Me iba de un país sin democracia y llegaba a otro donde criticar al presidente era el deporte nacional. Ronald Reagan estaba en la Casa Blanca y no había día en que no le pegaran en la televisión. Y a los periodistas no les pasaba nada. “Aquí quiero vivir”, pensé.
Me quedé. Los Ángeles fue mi trinchera y me abrazó, y yo a ella. Esta ciudad me cuidó como si yo no tuviera familia. Terminé mis estudios en UCLA, conseguí mi primer trabajo en televisión y, sobre todo, me tragué ese mantra tan americano de que en este país todo es posible.
Vine por un año y ya llevo aquí más de 40. Pero este país me trató extraordinariamente bien. A mí y a mis hijos. Hemos tenido oportunidades que jamás habríamos imaginado en otro lugar.
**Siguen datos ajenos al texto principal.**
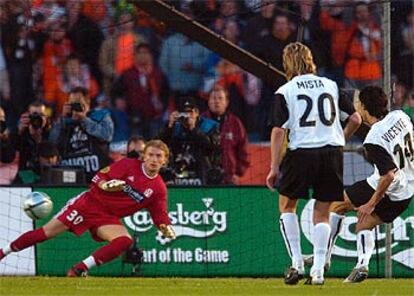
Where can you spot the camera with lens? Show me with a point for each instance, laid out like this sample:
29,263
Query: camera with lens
36,120
77,107
183,116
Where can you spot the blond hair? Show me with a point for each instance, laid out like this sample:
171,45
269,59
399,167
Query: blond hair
158,144
297,60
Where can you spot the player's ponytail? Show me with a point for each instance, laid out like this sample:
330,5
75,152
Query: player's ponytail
298,60
374,100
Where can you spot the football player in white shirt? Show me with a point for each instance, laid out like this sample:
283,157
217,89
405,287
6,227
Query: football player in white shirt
385,194
310,107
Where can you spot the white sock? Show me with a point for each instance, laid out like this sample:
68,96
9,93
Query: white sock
335,222
365,247
7,250
289,227
321,234
89,262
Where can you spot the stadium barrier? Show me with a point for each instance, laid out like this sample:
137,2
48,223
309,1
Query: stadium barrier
226,231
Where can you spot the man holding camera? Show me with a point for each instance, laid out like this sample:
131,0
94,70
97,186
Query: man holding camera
195,144
83,135
7,150
33,128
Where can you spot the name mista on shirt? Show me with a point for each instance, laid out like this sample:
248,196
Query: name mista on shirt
394,131
309,84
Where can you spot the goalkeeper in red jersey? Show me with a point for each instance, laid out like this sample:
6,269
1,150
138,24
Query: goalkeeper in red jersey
118,190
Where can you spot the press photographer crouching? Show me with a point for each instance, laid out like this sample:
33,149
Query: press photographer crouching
33,128
7,149
195,145
83,135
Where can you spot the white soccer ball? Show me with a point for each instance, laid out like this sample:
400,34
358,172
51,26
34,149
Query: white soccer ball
37,205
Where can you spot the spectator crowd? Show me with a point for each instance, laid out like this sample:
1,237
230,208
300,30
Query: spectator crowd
84,83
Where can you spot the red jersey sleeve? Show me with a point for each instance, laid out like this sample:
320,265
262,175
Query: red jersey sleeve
117,170
158,208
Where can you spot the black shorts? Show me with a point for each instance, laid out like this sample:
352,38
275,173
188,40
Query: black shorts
387,210
320,169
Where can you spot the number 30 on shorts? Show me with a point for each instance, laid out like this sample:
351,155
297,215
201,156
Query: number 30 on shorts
74,217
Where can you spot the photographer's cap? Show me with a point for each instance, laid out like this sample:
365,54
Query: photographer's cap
188,104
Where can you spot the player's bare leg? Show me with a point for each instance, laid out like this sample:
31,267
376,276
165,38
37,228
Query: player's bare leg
365,247
338,209
336,218
119,241
30,238
320,241
289,227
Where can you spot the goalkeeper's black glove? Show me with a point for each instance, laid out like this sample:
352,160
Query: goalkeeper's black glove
167,231
112,185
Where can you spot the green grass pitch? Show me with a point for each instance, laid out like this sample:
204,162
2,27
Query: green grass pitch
101,286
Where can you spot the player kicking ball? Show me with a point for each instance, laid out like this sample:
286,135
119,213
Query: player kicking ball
117,191
385,194
310,107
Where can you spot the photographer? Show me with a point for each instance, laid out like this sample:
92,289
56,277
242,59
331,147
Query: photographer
33,128
195,144
83,135
7,150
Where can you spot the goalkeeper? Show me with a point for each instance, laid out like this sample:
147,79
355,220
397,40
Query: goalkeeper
119,190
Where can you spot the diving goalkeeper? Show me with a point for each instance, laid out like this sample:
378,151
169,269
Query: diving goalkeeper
117,191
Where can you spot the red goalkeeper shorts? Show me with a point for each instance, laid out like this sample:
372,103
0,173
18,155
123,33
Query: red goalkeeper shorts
83,213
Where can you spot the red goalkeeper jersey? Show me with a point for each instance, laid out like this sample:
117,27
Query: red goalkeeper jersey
141,191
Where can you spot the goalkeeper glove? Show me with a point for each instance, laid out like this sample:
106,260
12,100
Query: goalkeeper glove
167,231
112,185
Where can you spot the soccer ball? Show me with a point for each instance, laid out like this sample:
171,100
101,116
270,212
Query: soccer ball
37,205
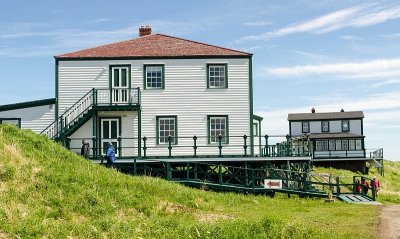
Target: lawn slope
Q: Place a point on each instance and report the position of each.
(47, 191)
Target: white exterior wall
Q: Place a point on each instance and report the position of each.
(185, 96)
(335, 126)
(35, 118)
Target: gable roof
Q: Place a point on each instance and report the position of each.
(154, 46)
(326, 116)
(27, 104)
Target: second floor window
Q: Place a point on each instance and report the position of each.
(218, 125)
(154, 76)
(217, 76)
(345, 126)
(305, 127)
(325, 126)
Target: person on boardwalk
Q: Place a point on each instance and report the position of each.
(358, 186)
(365, 187)
(85, 149)
(375, 182)
(110, 155)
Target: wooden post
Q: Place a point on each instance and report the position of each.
(169, 146)
(220, 145)
(195, 145)
(337, 186)
(245, 145)
(144, 147)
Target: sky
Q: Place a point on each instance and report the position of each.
(323, 54)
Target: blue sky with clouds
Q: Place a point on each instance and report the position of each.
(323, 54)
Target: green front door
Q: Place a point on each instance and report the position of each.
(109, 134)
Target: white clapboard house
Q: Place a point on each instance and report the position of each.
(156, 95)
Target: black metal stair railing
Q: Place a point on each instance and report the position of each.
(95, 97)
(70, 116)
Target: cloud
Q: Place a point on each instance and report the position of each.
(373, 69)
(257, 24)
(54, 40)
(353, 17)
(380, 110)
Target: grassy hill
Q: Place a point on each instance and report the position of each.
(47, 191)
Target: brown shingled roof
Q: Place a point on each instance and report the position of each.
(334, 135)
(326, 116)
(156, 45)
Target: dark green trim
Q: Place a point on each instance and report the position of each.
(110, 83)
(225, 73)
(251, 104)
(302, 128)
(13, 118)
(158, 127)
(209, 128)
(348, 126)
(162, 76)
(258, 118)
(100, 147)
(56, 91)
(322, 128)
(27, 104)
(150, 58)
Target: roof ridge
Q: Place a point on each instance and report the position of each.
(205, 44)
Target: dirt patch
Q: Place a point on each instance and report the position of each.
(389, 222)
(210, 217)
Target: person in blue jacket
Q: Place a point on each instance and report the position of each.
(110, 155)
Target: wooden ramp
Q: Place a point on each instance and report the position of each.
(358, 199)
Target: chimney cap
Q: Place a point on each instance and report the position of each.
(144, 30)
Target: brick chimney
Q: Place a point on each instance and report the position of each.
(144, 31)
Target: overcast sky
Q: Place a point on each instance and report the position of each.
(323, 54)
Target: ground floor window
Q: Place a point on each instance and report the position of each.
(166, 126)
(338, 145)
(12, 121)
(218, 125)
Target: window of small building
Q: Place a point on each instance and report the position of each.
(345, 126)
(325, 126)
(217, 76)
(154, 77)
(218, 125)
(305, 127)
(167, 126)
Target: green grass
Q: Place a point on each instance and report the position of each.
(390, 183)
(47, 191)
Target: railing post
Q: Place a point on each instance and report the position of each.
(220, 145)
(195, 146)
(287, 145)
(94, 148)
(220, 173)
(119, 147)
(144, 147)
(187, 170)
(245, 145)
(168, 171)
(252, 180)
(169, 146)
(373, 189)
(69, 143)
(337, 186)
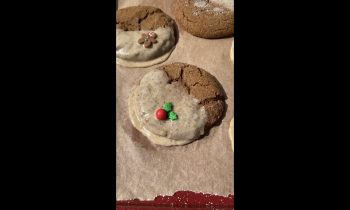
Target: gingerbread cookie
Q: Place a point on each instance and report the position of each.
(145, 36)
(175, 104)
(205, 18)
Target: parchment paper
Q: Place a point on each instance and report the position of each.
(144, 170)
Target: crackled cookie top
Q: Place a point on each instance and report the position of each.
(205, 18)
(153, 91)
(145, 36)
(192, 98)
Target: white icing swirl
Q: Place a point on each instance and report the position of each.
(129, 49)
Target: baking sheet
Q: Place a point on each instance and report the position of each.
(144, 170)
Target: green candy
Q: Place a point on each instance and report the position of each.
(168, 106)
(172, 116)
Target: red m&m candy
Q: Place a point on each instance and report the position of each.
(161, 114)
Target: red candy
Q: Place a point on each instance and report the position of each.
(161, 114)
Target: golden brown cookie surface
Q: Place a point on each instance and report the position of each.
(204, 18)
(138, 18)
(202, 86)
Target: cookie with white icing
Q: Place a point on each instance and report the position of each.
(192, 99)
(145, 36)
(205, 18)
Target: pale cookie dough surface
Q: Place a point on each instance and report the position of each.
(231, 132)
(132, 54)
(153, 91)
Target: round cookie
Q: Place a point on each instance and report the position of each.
(197, 98)
(230, 133)
(145, 36)
(205, 18)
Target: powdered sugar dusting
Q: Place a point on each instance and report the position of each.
(200, 3)
(225, 3)
(205, 6)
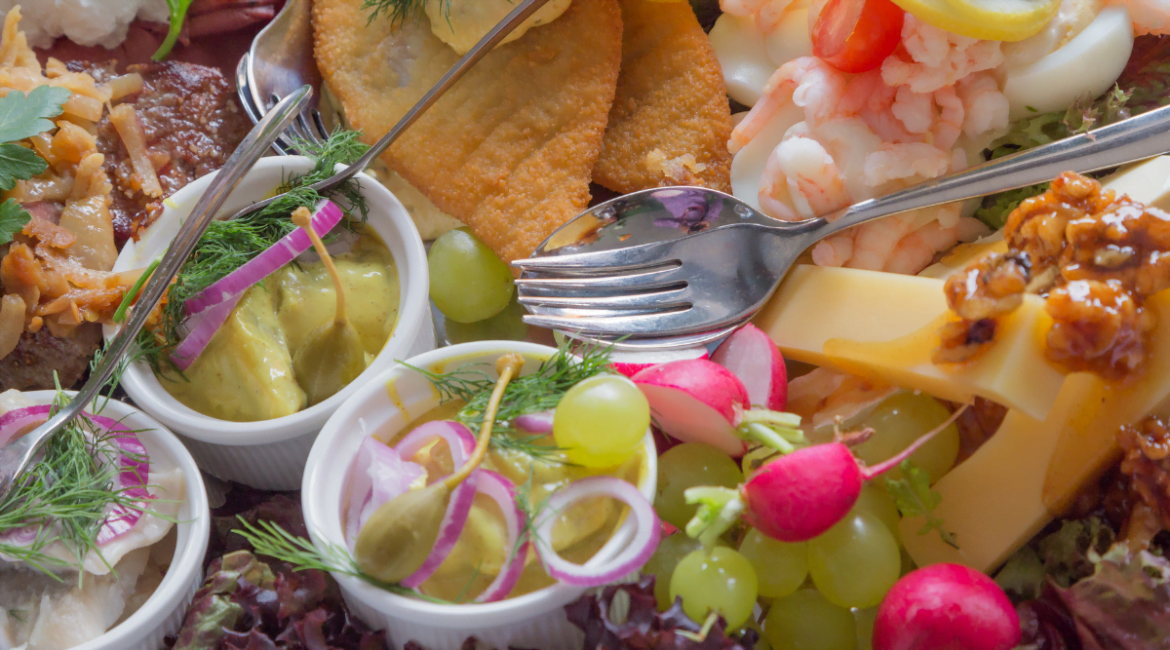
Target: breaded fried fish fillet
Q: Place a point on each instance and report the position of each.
(510, 149)
(669, 123)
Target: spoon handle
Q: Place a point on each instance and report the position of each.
(16, 456)
(1124, 142)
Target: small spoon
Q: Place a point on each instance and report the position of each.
(331, 355)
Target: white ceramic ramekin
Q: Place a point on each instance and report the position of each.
(386, 405)
(270, 454)
(162, 614)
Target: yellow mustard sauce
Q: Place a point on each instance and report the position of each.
(580, 531)
(246, 372)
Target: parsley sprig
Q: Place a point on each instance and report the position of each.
(23, 116)
(915, 498)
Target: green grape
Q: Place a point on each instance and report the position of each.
(687, 465)
(661, 564)
(468, 282)
(901, 420)
(806, 621)
(722, 581)
(601, 421)
(865, 620)
(855, 561)
(876, 500)
(782, 567)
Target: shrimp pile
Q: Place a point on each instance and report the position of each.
(928, 110)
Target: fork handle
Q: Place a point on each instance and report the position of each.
(1131, 139)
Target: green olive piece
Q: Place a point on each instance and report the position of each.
(399, 536)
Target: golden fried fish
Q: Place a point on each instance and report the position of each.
(669, 123)
(510, 149)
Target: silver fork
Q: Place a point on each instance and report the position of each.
(279, 62)
(490, 40)
(19, 454)
(683, 262)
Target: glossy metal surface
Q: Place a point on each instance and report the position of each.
(681, 261)
(280, 62)
(16, 456)
(490, 40)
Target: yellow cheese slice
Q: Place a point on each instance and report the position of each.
(886, 326)
(1031, 470)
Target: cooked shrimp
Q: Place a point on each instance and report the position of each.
(936, 57)
(893, 161)
(807, 82)
(800, 170)
(917, 249)
(985, 106)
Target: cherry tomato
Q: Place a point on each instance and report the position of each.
(857, 35)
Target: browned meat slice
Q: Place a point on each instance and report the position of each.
(31, 366)
(192, 124)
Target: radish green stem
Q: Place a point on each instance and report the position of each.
(508, 366)
(718, 509)
(896, 460)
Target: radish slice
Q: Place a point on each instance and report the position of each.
(461, 443)
(379, 474)
(449, 530)
(631, 558)
(133, 472)
(201, 330)
(751, 355)
(535, 422)
(633, 362)
(696, 401)
(503, 492)
(325, 216)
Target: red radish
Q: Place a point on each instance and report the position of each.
(696, 400)
(751, 355)
(945, 606)
(633, 362)
(800, 495)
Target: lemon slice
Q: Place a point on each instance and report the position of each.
(992, 20)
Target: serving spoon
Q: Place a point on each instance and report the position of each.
(16, 456)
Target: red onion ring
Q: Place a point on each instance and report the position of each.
(503, 492)
(461, 443)
(631, 558)
(325, 215)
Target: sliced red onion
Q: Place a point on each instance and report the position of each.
(378, 475)
(459, 440)
(461, 443)
(325, 216)
(18, 419)
(535, 422)
(628, 559)
(503, 492)
(201, 327)
(449, 530)
(133, 472)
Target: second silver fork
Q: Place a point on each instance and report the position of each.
(659, 264)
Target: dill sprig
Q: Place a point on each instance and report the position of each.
(64, 497)
(229, 244)
(532, 393)
(269, 539)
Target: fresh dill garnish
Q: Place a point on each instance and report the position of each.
(531, 393)
(269, 539)
(228, 244)
(64, 496)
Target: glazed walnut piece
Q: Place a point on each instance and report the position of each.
(1094, 255)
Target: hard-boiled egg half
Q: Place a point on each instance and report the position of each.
(749, 56)
(1085, 64)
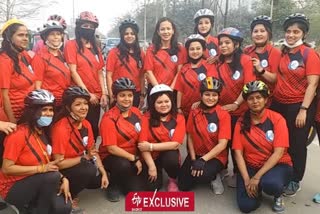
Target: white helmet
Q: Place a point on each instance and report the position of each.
(160, 88)
(204, 13)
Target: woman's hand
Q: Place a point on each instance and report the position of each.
(104, 181)
(301, 118)
(64, 188)
(7, 127)
(152, 174)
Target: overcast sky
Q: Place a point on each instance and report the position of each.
(105, 10)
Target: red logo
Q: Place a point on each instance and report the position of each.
(160, 201)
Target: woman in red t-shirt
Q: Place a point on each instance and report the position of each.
(162, 132)
(192, 73)
(260, 143)
(294, 95)
(126, 60)
(28, 177)
(16, 76)
(119, 130)
(209, 129)
(49, 64)
(73, 141)
(204, 22)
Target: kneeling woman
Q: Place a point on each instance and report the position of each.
(27, 166)
(162, 132)
(260, 142)
(209, 129)
(73, 141)
(120, 128)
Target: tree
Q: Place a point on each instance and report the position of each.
(21, 8)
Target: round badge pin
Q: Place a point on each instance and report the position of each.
(269, 135)
(137, 127)
(264, 63)
(212, 127)
(174, 58)
(201, 76)
(212, 52)
(293, 65)
(236, 75)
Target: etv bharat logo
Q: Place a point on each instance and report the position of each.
(160, 201)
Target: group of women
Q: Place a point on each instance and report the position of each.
(210, 90)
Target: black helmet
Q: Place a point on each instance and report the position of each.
(123, 84)
(264, 20)
(211, 84)
(129, 23)
(74, 92)
(39, 97)
(297, 18)
(255, 86)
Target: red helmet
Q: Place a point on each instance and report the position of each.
(87, 16)
(58, 18)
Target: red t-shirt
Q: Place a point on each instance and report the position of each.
(212, 46)
(188, 82)
(206, 128)
(119, 131)
(88, 72)
(66, 138)
(18, 150)
(233, 82)
(292, 83)
(131, 69)
(53, 71)
(271, 133)
(173, 129)
(164, 66)
(19, 85)
(269, 60)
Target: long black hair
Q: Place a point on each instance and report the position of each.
(156, 39)
(6, 46)
(154, 114)
(124, 48)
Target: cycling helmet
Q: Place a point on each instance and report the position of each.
(87, 16)
(195, 37)
(297, 18)
(203, 13)
(59, 19)
(40, 97)
(232, 33)
(129, 23)
(50, 26)
(74, 92)
(123, 84)
(255, 86)
(160, 88)
(211, 84)
(264, 20)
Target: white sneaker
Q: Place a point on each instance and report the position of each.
(217, 185)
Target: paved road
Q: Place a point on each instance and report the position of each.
(206, 202)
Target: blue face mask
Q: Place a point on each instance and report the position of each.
(44, 121)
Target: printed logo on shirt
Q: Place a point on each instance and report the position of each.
(264, 63)
(269, 135)
(137, 127)
(212, 127)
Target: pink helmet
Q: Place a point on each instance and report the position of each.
(58, 18)
(87, 16)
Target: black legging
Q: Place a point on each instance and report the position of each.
(167, 160)
(40, 191)
(123, 174)
(186, 181)
(298, 137)
(82, 176)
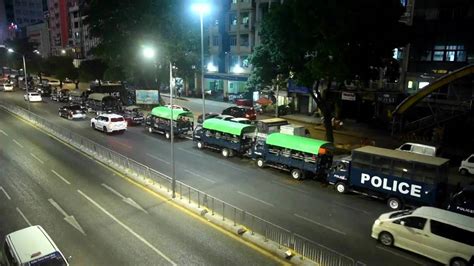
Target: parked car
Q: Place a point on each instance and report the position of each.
(418, 148)
(72, 112)
(241, 111)
(208, 115)
(8, 86)
(32, 97)
(133, 115)
(242, 120)
(109, 123)
(467, 166)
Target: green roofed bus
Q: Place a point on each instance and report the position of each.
(226, 136)
(159, 120)
(302, 156)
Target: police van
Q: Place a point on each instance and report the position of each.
(31, 246)
(399, 177)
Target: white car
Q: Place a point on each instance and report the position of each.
(8, 87)
(109, 123)
(467, 166)
(32, 97)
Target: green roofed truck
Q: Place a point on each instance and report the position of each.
(161, 117)
(226, 136)
(302, 156)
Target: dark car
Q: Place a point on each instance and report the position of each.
(133, 115)
(208, 115)
(241, 111)
(72, 112)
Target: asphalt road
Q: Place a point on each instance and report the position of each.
(308, 208)
(97, 216)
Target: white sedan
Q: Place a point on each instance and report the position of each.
(32, 97)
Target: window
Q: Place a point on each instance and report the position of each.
(244, 40)
(233, 40)
(412, 222)
(452, 232)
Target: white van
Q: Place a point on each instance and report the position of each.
(418, 148)
(31, 246)
(441, 235)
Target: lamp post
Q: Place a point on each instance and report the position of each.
(10, 50)
(149, 52)
(202, 8)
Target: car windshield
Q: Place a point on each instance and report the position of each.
(400, 213)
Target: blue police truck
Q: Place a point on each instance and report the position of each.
(401, 178)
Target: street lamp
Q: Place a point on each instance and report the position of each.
(149, 52)
(10, 50)
(201, 9)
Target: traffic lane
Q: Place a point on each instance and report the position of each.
(299, 215)
(199, 248)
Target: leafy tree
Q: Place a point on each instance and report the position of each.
(318, 43)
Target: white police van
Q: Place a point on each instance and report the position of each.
(31, 246)
(399, 177)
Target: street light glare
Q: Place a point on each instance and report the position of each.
(201, 8)
(148, 52)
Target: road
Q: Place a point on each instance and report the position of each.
(311, 209)
(98, 217)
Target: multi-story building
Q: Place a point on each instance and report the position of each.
(58, 24)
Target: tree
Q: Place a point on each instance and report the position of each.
(322, 42)
(124, 27)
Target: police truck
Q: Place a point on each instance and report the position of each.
(398, 177)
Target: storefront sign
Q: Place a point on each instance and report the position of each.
(348, 96)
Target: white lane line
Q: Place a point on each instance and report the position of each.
(38, 159)
(17, 143)
(400, 255)
(200, 176)
(157, 251)
(350, 207)
(259, 200)
(24, 217)
(320, 224)
(5, 192)
(60, 176)
(191, 152)
(157, 158)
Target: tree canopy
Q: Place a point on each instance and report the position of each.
(336, 40)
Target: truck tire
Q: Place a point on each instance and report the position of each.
(386, 239)
(296, 174)
(200, 145)
(394, 203)
(225, 152)
(341, 187)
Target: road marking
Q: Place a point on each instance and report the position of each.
(191, 152)
(5, 192)
(157, 158)
(325, 226)
(350, 207)
(126, 200)
(400, 255)
(200, 176)
(68, 218)
(17, 143)
(259, 200)
(24, 217)
(38, 159)
(128, 228)
(62, 178)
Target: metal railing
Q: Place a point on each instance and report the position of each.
(194, 197)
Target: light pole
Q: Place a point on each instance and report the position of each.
(149, 52)
(202, 8)
(10, 50)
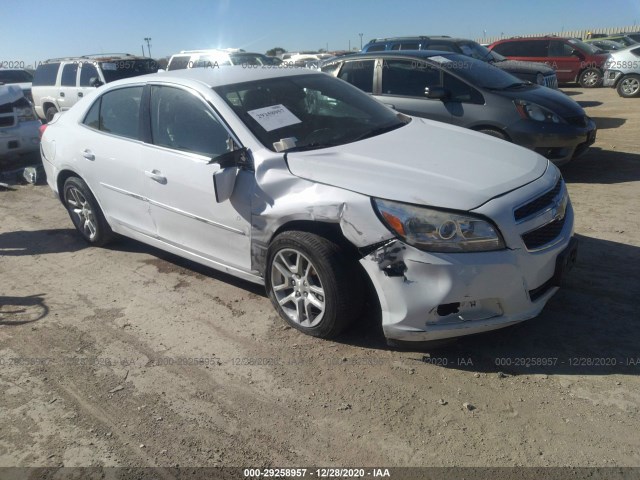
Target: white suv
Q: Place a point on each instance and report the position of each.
(60, 82)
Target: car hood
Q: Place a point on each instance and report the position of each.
(515, 66)
(554, 100)
(425, 163)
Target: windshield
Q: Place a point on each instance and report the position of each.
(476, 72)
(308, 111)
(118, 69)
(15, 76)
(477, 51)
(584, 46)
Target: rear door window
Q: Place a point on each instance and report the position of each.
(117, 112)
(359, 73)
(87, 72)
(46, 74)
(69, 72)
(408, 77)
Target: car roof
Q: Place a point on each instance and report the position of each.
(218, 76)
(410, 53)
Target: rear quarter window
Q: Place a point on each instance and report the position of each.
(46, 74)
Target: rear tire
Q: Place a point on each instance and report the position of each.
(49, 114)
(629, 86)
(85, 212)
(312, 283)
(590, 78)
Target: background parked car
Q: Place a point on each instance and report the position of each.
(216, 57)
(633, 35)
(623, 72)
(573, 60)
(463, 91)
(606, 45)
(18, 123)
(60, 82)
(625, 40)
(528, 71)
(19, 77)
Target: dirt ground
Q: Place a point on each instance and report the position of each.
(128, 356)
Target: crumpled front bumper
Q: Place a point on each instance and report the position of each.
(431, 296)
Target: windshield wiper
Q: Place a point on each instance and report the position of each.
(513, 85)
(378, 131)
(308, 146)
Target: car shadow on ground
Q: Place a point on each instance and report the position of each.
(588, 103)
(578, 333)
(40, 242)
(604, 123)
(21, 310)
(603, 166)
(166, 262)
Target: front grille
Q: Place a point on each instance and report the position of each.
(544, 235)
(538, 204)
(579, 121)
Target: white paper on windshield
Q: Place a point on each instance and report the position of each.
(439, 59)
(274, 117)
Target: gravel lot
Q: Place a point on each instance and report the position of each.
(128, 356)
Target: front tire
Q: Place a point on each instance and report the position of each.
(590, 78)
(85, 212)
(629, 86)
(50, 113)
(312, 283)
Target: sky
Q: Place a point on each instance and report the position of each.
(35, 30)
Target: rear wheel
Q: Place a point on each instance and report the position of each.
(85, 212)
(312, 283)
(629, 86)
(590, 78)
(49, 114)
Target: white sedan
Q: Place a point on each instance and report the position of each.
(301, 182)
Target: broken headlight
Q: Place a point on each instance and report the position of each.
(438, 230)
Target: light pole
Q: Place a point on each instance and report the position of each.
(148, 40)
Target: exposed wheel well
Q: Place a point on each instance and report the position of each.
(62, 177)
(330, 231)
(477, 128)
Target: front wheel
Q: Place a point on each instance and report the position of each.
(629, 86)
(50, 113)
(312, 283)
(590, 78)
(85, 212)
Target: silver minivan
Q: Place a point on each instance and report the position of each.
(61, 82)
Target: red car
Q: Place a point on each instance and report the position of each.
(572, 59)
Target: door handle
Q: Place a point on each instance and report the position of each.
(156, 175)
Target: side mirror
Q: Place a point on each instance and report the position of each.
(438, 93)
(224, 180)
(95, 82)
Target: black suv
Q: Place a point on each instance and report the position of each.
(529, 71)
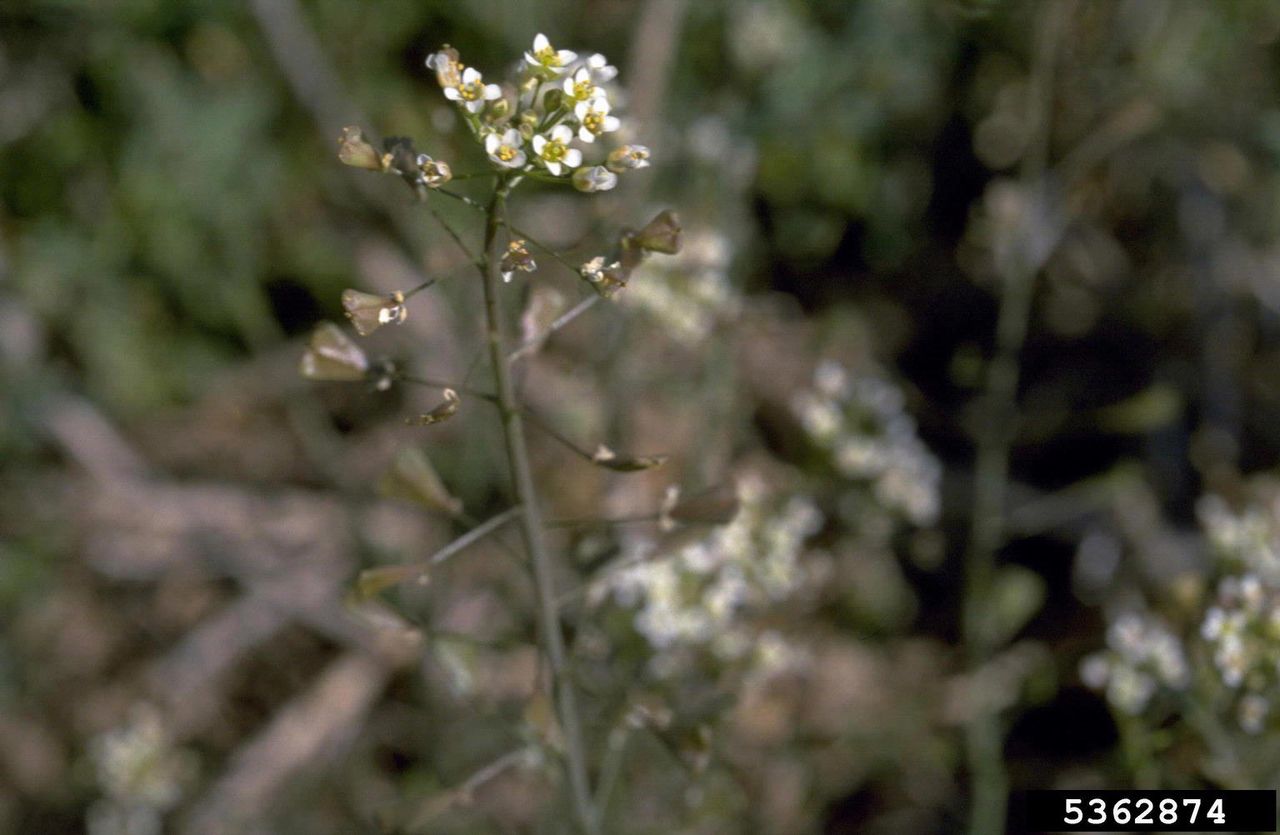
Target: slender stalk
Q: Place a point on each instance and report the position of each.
(984, 734)
(531, 520)
(538, 341)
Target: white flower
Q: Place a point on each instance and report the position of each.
(595, 178)
(448, 69)
(504, 149)
(553, 150)
(580, 86)
(600, 68)
(595, 119)
(627, 158)
(471, 91)
(547, 58)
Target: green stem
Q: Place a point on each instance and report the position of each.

Sin embargo, ahora entiendo que soy un inmigrante afortunado. Muchos de los que han llegado después de mí no han corrido con la misma suerte. Desde 1986 no existe una reforma migratoria en Estados Unidos y, por lo tanto, hay varias generaciones que se han quedado al margen de la legalidad y ahora están siendo perseguidas.
Con Trump se está acabando esa tolerancia a la diversidad y ya no oigo tanto ese grito de orgullo de que somos una nación de inmigrantes. Lo somos. Pero ahora hay grandes esfuerzos gubernamentales para sacar a millones de extranjeros y prohibirles la entrada a millones más.
A pesar de todo, no he perdido ese terco optimismo en mi alma de inmigrante. Camino las calles de Los Ángeles —mi ciudad— y sé que algo nuevo está naciendo. Ese espíritu indomable de Los Ángeles, siempre rebelde, que tanto admiré a mi llegada hace cuatro décadas, está ahí en medio de las protestas y las banderas. Esta es una ciudad que lleva la promesa en el nombre.
Jorge Ramos, periodista mexicano afincado en Estados Unidos, presentó hasta diciembre de 2024, y durante casi cuatro décadas, el Noticiero Univisión. El pasado marzo fue galardonado con el premio Ortega y Gasset a la trayectoria profesional.